The survey was aimed at measuring Zuma’s credibility among young South Africans on delivering on his promises relating to education and unemployment.
The respondents came from across the country, with nearly all aged 34 and younger and 51 percent aged between 18 and 24.
“The results show that President Zuma’s credibility has taken a serious knock among young people, with many of his promises falling on deaf ears,” said Butch Rice of Pondering Panda.
“Quite simply, many young people just don’t believe anything he says, a damning indictment of our president when it comes to young South Africans struggling to achieve a better future. His relatively stronger scores among the poor might indicate that efforts to alleviate poverty are starting to bear fruit. But even there, his credibility levels are alarmingly low.”
Pondering Panda found significant demographic differences in opinion, with 41 percent of young black South Africans most positive about Zuma’s efforts and believing in the sincerity of his efforts. Just under half the Indian and white respondents said they did not believe anything he said.
“Differences in attitude to Zuma’s credibility were also related to income, with the poorest being most positive about believing the president’s promises of improved education and job opportunities.

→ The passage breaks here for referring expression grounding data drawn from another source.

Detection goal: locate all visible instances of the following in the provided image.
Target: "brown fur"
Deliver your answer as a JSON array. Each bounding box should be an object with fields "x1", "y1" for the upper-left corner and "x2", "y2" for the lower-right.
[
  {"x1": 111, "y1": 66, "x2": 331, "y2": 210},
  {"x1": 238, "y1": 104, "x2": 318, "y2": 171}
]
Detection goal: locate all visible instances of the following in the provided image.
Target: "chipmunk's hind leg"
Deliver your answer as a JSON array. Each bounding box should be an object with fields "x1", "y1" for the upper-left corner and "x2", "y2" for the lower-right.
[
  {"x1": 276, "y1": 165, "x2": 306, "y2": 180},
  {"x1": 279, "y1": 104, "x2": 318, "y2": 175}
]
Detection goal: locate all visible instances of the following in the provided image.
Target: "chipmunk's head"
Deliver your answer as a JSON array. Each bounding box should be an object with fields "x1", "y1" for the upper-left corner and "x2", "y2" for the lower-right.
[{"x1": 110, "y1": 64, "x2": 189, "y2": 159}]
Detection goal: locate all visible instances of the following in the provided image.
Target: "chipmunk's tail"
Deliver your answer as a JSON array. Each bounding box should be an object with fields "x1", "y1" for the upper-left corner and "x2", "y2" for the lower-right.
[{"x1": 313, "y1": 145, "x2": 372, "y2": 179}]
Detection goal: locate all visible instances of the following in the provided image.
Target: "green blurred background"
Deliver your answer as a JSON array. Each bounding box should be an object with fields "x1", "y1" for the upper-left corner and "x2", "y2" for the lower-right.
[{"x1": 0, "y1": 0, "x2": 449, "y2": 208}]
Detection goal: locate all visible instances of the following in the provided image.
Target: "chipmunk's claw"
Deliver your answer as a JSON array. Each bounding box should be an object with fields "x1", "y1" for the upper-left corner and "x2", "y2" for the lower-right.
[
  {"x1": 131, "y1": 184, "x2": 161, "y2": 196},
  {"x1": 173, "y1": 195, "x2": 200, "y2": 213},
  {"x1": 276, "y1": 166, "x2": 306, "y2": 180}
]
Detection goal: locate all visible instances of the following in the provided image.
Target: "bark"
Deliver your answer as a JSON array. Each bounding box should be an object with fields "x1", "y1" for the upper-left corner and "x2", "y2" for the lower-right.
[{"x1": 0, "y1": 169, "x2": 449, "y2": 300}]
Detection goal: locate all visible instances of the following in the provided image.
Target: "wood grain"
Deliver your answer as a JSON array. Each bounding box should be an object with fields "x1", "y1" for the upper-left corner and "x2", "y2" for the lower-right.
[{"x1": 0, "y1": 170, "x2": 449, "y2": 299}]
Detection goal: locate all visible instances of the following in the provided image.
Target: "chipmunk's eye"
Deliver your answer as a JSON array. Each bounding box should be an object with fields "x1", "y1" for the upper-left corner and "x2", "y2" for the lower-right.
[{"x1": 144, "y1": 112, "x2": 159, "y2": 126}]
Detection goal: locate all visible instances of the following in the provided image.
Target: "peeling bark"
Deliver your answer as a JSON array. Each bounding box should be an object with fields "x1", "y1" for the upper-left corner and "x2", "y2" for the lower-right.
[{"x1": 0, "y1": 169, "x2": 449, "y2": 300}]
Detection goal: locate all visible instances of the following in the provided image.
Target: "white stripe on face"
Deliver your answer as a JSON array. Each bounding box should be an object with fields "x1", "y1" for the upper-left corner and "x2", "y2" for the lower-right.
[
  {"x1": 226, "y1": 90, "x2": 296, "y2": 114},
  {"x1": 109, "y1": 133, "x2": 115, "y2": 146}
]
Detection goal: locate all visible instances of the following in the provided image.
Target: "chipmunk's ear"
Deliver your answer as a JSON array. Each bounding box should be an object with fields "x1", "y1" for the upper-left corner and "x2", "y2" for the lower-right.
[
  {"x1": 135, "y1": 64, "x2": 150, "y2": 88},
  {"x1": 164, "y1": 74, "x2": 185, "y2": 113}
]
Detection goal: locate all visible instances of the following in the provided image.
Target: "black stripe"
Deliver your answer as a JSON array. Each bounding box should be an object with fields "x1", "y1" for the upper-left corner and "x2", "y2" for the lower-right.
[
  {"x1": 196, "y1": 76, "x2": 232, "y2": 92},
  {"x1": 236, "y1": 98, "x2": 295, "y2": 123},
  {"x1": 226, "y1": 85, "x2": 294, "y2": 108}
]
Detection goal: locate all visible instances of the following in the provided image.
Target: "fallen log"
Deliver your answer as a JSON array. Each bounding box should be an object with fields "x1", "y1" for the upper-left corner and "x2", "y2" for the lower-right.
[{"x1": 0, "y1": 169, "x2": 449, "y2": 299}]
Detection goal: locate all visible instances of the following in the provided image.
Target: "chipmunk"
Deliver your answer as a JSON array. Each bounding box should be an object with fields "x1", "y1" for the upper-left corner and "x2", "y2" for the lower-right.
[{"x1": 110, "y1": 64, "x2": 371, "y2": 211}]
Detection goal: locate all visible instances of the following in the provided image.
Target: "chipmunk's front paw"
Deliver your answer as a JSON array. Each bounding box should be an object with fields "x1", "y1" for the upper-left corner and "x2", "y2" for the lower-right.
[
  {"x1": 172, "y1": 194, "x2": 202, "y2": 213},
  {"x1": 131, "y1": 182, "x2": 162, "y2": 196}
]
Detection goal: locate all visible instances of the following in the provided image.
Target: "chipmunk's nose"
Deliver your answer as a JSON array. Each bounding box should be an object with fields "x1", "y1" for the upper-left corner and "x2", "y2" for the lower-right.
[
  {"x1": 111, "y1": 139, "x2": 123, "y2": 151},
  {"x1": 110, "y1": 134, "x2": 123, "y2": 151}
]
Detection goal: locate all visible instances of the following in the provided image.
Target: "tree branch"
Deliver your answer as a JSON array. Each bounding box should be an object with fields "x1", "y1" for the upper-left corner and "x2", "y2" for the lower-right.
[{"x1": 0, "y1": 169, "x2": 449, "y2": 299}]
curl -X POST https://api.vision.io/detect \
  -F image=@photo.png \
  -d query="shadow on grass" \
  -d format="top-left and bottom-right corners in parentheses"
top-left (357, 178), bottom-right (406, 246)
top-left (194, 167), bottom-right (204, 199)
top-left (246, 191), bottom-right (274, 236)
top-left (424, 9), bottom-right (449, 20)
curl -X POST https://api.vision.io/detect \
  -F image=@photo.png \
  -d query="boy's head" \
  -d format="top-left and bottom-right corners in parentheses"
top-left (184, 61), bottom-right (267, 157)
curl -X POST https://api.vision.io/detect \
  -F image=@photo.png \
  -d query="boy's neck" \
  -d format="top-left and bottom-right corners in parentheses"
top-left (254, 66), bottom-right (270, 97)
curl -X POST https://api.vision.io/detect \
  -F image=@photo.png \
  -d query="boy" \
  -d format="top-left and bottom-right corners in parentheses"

ANC Youth League spokeswoman Magdalene Moonsamy declined to comment on the survey’s findings on Zuma, but said yesterday the issues of youth unemployment, economic inequality, poverty and education raised at the policy conference were “the elephant in the room” and were not new.
“These are the issues the ANC Youth League has been talking about forever. Making the economy work for young people is one of the biggest challenges of our time,” Moonsamy said.
The youth league valued the fact that the ANC had highlighted these challenges, she added.